Successful organ transplantation requires careful immune
suppression: enough to block the rejection of transplant while permitting host defense
against infectious microbes. Viruses
that are not cleared by our immune systems, are common in healthy people, and can
complicate transplantation include cytomegalovirus (CMV) and Torque
teno virus (TTV), which was first described in 1997 [review]. TTV
is a small (3.8 kb), single-stranded, transfusion transmitted DNA virus,
representative of a highly diverse family of anelloviruses.

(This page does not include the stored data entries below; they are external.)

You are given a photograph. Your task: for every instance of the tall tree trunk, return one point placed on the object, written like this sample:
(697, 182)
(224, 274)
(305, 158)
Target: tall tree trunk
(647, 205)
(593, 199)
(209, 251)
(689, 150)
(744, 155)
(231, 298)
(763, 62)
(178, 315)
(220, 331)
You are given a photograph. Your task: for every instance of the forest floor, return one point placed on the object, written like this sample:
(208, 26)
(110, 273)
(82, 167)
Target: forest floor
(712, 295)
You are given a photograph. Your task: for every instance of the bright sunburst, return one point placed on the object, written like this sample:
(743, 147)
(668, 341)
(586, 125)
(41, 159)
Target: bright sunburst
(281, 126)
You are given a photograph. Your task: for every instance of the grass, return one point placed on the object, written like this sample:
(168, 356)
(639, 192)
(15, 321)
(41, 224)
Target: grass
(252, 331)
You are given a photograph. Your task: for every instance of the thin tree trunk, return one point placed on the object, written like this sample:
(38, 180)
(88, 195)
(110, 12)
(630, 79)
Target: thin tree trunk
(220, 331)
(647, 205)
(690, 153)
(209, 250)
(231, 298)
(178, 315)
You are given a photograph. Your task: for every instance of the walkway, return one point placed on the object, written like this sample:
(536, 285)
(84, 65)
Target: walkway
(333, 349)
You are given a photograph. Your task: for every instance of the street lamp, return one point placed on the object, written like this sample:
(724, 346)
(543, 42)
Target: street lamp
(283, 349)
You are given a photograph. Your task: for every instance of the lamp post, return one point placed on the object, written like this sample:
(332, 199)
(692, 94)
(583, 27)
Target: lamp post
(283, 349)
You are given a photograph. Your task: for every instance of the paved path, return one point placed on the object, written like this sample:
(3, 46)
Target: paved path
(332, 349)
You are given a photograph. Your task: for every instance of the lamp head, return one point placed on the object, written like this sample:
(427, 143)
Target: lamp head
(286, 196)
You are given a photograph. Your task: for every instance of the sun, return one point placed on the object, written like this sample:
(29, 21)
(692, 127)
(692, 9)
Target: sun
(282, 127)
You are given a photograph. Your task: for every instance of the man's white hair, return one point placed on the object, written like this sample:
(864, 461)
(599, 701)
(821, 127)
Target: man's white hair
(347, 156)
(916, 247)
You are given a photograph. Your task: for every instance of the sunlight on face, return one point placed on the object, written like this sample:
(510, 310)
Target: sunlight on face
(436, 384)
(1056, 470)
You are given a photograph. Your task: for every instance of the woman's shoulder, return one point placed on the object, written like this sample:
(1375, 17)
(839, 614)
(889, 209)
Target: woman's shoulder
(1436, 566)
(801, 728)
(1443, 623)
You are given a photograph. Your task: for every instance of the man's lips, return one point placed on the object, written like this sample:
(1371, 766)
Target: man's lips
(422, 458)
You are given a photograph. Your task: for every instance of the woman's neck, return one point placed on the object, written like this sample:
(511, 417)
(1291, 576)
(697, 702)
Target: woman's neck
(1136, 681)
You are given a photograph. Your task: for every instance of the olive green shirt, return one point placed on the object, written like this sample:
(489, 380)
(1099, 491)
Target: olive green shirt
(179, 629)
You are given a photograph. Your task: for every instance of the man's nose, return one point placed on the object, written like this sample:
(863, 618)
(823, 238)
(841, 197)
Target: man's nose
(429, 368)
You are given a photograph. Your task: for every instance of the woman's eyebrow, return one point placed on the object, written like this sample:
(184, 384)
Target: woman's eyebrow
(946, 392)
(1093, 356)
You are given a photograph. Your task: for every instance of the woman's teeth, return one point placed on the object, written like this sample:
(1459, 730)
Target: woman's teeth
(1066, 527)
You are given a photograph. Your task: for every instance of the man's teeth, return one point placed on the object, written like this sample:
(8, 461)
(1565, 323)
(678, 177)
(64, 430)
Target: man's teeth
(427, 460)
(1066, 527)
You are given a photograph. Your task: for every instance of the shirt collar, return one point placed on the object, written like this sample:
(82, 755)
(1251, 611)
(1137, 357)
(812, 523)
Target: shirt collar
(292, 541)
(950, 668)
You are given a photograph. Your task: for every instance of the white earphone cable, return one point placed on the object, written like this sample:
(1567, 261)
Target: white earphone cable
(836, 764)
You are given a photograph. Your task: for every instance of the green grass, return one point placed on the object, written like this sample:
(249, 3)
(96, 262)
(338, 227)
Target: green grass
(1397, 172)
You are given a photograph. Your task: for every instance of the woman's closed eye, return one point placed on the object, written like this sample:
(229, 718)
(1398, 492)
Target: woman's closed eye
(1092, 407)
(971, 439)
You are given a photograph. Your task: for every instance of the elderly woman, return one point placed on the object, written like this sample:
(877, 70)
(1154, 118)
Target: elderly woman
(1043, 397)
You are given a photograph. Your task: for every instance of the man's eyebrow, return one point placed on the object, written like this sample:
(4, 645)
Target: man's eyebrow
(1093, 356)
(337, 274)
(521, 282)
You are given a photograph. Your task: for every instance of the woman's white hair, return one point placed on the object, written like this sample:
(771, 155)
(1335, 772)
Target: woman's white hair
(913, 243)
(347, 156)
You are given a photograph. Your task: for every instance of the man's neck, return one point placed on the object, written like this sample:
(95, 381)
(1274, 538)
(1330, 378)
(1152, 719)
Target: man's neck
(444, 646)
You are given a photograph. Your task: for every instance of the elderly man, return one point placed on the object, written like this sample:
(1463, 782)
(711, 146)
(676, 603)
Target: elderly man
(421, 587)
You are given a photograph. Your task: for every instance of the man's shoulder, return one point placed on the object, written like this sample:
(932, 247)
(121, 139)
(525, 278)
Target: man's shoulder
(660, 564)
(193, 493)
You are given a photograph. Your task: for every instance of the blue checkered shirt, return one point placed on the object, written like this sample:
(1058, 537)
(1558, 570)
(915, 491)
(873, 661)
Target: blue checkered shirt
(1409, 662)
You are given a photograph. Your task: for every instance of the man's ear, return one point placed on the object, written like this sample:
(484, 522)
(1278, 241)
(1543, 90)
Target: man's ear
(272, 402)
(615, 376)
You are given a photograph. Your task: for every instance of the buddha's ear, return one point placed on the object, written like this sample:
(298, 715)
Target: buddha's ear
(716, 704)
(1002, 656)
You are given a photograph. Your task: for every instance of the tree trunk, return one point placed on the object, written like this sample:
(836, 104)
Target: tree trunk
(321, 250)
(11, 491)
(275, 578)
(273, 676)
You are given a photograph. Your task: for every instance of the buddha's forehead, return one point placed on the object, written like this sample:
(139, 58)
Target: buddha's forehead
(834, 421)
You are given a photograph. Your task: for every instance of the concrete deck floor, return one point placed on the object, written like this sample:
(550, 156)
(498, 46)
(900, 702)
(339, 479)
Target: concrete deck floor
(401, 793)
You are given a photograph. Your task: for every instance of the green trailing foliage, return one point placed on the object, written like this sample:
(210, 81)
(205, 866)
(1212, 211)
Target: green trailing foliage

The authors examined the influence of immune-suppressive
drugs (e.g., tacrolimus, mycophenolate mofitil, cyclosporine) and the anti-CMV
drug valgancyclovir on chronic, endogenous microbes. From 96 heart or lung transplant recipients
they collected 656 blood samples over time, some up to a year post-transplant, removed
the cells, and identified remaining DNA by sequencing. They found that 0.12% matched viral or
bacterial or fungal sequences. They
validated some ‘hits’ with quantitative PCR.
Control preparations using water or bacteriophage demonstrated no
relevant artifacts or contamination.
They found that treatment with valgancyclovir reduced
herpesviruses, including CMV, but dramatically increased the relative and
absolute levels of anelloviruses, including TTVs (fig. 2, 3, 4). Moreover, those patients who did not reject
their transplants tended to have a greater increase in anelloviruses (Fig. 5A,
shown; rejecting patients plotted in red).
The authors conclude that anellovirus levels might be used to monitor
immune competence. Focosi et al. made a related observation following autologous stem cell transplantation.